Last year, the Supreme Court sided with the Biden administration and found that pro-life emergency room doctors lacked standing to challenge the FDA’s removal of crucial protections for women. That didn’t spell the end to the case, however. Three states—Missouri, Kansas, and Idaho—moved to intervene in the district court and proceeded with the litigation. To show standing, the three states argue that they have a sovereign interest in protecting women and enforcing their laws protecting life. The Biden administration’s actions allow abortion drug providers to ship drugs nationwide—leaving states powerless to protect life and enforce state law.
Louisiana, for example, has indicted an abortion drug provider who allegedly illegally mailed drugs into the state, where a teenage girl was coerced into taking the drugs, experienced a serious complication, and needed to call an ambulance to take her to the emergency room. But New York leaders refuse to extradite the drug provider, hiding behind a state shield law that precludes Louisiana from obtaining any justice for the girl. The states also suffer economic harm when women who are on Medicaid take the abortion drug, suffer complications, and end up in the emergency room or hospital. With abortion drugs flooding all 50 states by mail daily, these unwanted complications are far from a remote possibility.

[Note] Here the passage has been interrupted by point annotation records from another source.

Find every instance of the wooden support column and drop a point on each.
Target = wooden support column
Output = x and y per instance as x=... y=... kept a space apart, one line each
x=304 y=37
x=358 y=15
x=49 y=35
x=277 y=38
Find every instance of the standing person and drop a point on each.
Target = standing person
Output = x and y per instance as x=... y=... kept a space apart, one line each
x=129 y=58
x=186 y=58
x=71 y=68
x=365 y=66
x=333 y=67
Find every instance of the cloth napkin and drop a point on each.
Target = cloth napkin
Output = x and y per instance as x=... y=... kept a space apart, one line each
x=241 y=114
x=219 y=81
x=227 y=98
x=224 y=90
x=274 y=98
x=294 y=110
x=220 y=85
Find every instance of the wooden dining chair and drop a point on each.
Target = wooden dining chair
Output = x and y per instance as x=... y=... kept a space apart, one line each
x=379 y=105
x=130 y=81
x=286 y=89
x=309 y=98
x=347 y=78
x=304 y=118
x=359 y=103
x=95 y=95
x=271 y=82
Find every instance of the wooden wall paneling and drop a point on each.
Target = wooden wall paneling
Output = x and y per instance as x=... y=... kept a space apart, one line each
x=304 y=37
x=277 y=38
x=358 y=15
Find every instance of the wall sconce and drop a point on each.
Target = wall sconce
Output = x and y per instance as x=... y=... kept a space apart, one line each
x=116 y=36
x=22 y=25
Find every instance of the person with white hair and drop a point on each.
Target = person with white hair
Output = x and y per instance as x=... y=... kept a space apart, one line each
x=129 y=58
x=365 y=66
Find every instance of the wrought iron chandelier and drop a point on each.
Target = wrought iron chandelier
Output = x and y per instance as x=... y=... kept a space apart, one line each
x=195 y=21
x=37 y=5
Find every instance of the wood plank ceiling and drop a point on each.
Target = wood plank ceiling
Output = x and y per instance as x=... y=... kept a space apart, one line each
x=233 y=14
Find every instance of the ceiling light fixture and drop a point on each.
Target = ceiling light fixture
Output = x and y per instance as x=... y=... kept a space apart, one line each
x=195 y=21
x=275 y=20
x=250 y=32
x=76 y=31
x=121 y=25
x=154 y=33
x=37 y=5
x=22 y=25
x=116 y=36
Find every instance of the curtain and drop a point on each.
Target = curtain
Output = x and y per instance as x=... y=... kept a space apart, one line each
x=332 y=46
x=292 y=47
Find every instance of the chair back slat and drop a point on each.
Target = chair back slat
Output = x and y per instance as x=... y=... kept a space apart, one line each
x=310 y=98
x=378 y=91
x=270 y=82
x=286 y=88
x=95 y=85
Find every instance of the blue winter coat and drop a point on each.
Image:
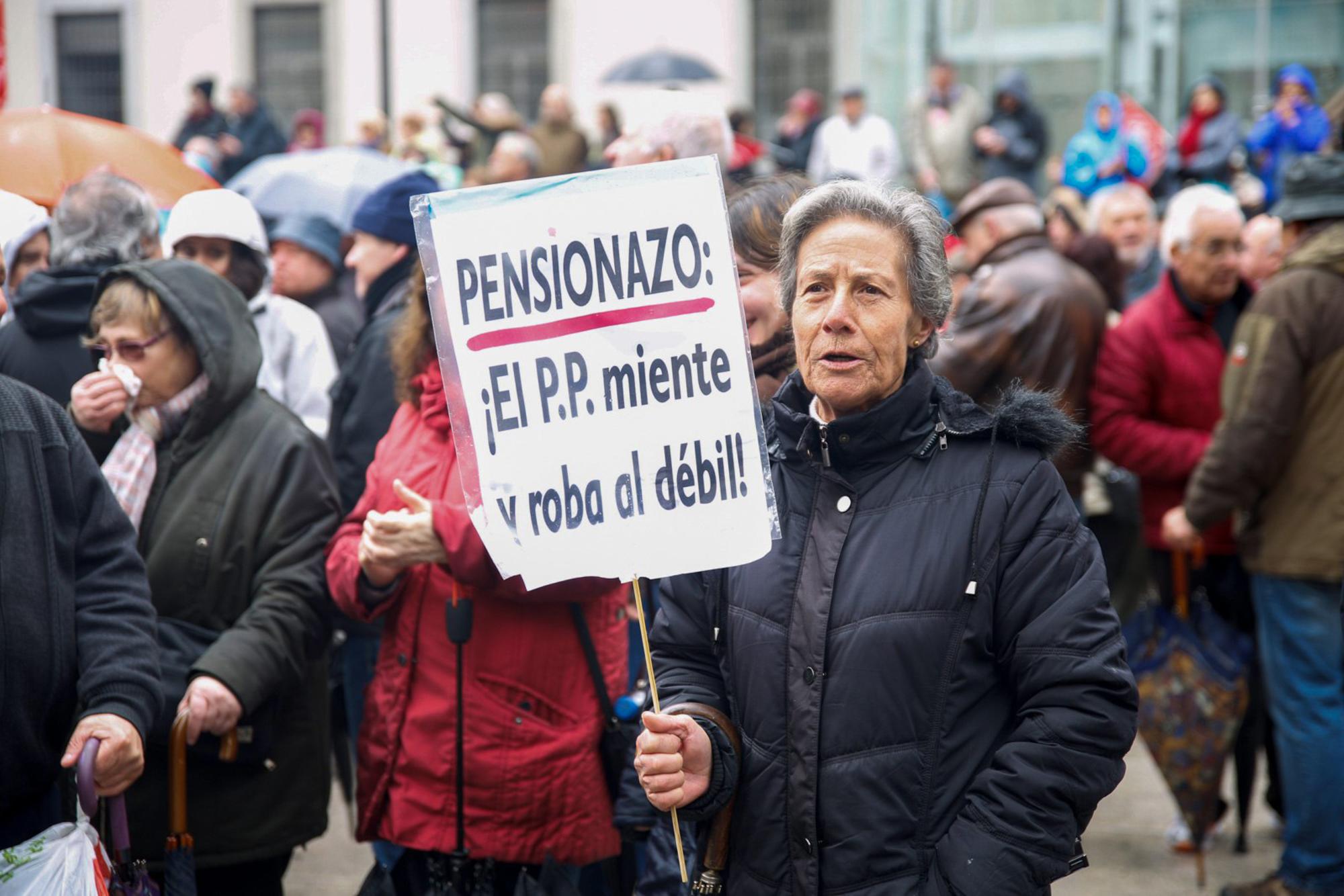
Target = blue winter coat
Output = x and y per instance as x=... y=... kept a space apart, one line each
x=1279 y=143
x=1093 y=150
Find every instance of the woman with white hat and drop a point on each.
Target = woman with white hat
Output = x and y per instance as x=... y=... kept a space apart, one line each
x=221 y=230
x=25 y=241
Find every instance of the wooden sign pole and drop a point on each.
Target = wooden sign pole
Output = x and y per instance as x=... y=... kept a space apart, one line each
x=658 y=707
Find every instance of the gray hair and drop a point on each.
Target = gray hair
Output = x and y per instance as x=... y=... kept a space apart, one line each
x=104 y=220
x=1105 y=197
x=1179 y=225
x=905 y=213
x=515 y=143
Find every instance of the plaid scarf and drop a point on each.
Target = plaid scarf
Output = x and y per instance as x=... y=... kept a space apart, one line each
x=134 y=463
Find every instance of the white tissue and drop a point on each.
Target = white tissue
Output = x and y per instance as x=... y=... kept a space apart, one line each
x=128 y=378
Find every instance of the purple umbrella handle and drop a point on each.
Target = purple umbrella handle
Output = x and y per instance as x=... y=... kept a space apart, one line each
x=120 y=830
x=84 y=777
x=89 y=797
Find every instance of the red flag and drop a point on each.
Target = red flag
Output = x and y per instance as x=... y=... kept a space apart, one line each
x=1150 y=135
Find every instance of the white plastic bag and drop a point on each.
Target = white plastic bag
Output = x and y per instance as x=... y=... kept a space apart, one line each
x=65 y=859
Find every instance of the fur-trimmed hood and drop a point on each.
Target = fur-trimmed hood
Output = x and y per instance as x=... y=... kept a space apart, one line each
x=1025 y=417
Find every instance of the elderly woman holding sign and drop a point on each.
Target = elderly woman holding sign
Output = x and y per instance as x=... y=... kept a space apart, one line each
x=927 y=674
x=517 y=710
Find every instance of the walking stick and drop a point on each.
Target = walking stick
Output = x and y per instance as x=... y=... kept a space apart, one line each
x=459 y=619
x=716 y=854
x=654 y=694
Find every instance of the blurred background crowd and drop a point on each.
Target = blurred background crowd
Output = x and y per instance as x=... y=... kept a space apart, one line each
x=1120 y=181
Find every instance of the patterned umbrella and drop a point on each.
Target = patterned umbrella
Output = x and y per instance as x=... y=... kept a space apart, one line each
x=1191 y=670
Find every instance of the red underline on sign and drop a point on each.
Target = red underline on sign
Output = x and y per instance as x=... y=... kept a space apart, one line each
x=600 y=320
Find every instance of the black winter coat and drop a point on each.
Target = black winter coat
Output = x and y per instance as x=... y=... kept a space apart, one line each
x=233 y=537
x=927 y=671
x=1025 y=130
x=259 y=136
x=365 y=394
x=77 y=629
x=41 y=346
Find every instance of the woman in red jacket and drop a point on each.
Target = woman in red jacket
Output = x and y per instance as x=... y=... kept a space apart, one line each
x=534 y=780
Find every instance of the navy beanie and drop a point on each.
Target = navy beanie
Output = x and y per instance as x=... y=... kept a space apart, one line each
x=386 y=213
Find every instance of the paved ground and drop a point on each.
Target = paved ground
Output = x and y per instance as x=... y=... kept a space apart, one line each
x=1124 y=843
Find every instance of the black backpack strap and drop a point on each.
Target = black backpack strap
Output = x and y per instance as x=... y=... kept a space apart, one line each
x=604 y=699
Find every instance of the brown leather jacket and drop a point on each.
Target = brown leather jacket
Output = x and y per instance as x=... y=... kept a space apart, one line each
x=1029 y=315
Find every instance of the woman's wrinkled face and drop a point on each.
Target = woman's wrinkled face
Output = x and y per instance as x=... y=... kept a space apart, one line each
x=853 y=318
x=212 y=252
x=166 y=369
x=760 y=291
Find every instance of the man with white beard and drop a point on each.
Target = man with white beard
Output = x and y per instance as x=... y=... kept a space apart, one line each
x=1126 y=217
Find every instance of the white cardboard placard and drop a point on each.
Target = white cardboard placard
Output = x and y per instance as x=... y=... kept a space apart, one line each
x=597 y=373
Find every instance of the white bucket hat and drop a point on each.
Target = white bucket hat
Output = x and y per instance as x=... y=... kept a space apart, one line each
x=21 y=221
x=216 y=213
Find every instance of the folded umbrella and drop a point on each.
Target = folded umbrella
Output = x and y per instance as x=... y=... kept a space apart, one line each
x=46 y=150
x=128 y=878
x=322 y=183
x=1191 y=668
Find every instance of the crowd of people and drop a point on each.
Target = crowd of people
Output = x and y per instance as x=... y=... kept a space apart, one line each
x=232 y=492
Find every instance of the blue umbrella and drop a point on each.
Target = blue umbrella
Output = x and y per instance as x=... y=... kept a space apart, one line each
x=323 y=183
x=661 y=65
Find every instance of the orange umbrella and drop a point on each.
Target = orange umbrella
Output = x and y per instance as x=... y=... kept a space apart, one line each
x=46 y=150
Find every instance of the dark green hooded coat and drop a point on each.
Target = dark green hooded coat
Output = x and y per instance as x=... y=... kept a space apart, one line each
x=233 y=537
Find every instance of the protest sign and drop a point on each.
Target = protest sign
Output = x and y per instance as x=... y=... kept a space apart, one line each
x=597 y=373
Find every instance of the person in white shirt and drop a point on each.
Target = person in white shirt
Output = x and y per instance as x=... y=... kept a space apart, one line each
x=855 y=144
x=221 y=230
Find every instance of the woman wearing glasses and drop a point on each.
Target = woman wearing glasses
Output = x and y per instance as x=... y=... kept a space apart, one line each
x=235 y=500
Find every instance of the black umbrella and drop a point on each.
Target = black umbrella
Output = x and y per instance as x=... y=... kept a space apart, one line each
x=661 y=65
x=128 y=878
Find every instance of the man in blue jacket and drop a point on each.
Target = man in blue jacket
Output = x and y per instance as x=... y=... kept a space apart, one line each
x=1296 y=126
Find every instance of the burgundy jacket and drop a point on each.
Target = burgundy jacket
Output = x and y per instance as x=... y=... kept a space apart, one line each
x=1155 y=404
x=534 y=776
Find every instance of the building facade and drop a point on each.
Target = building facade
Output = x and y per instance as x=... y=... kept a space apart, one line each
x=135 y=60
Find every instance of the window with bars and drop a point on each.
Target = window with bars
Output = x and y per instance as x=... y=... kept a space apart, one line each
x=89 y=65
x=513 y=52
x=792 y=52
x=288 y=42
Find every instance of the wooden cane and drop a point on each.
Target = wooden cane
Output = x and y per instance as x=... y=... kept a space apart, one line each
x=658 y=709
x=1181 y=584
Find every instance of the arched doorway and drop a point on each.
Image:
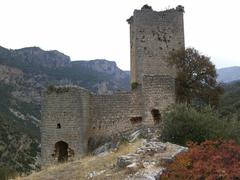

When it originally approved mifepristone, the FDA put a Black Box warning on the label notifying women that serious adverse events, including sepsis, infection, hemorrhaging, and death, could occur. The FDA’s label notes that roughly one in 25 women who take the abortion drug end up in the emergency room. Given that the drug is particularly high-risk, the FDA mandated certain protections for women, including in-person dispensing by a physician who could ensure emergency medical attention for complications, and limited the drug to seven weeks gestation.
Fast forward, and the Obama administration took away most of the protections for women taking the abortion drug, removed the requirement that abortion providers report complications (aside from death), and expanded the gestational age to ten weeks. Then, under the guise of COVID-19, the Biden administration removed the initial doctor visit where the drug would be dispensed in-person—–the only opportunity for women to be screened for dangerous complications like ectopic pregnancy and to accurately assess gestational age. This opened the door to mail-order abortions. Online providers have filled that void with the help of shield laws.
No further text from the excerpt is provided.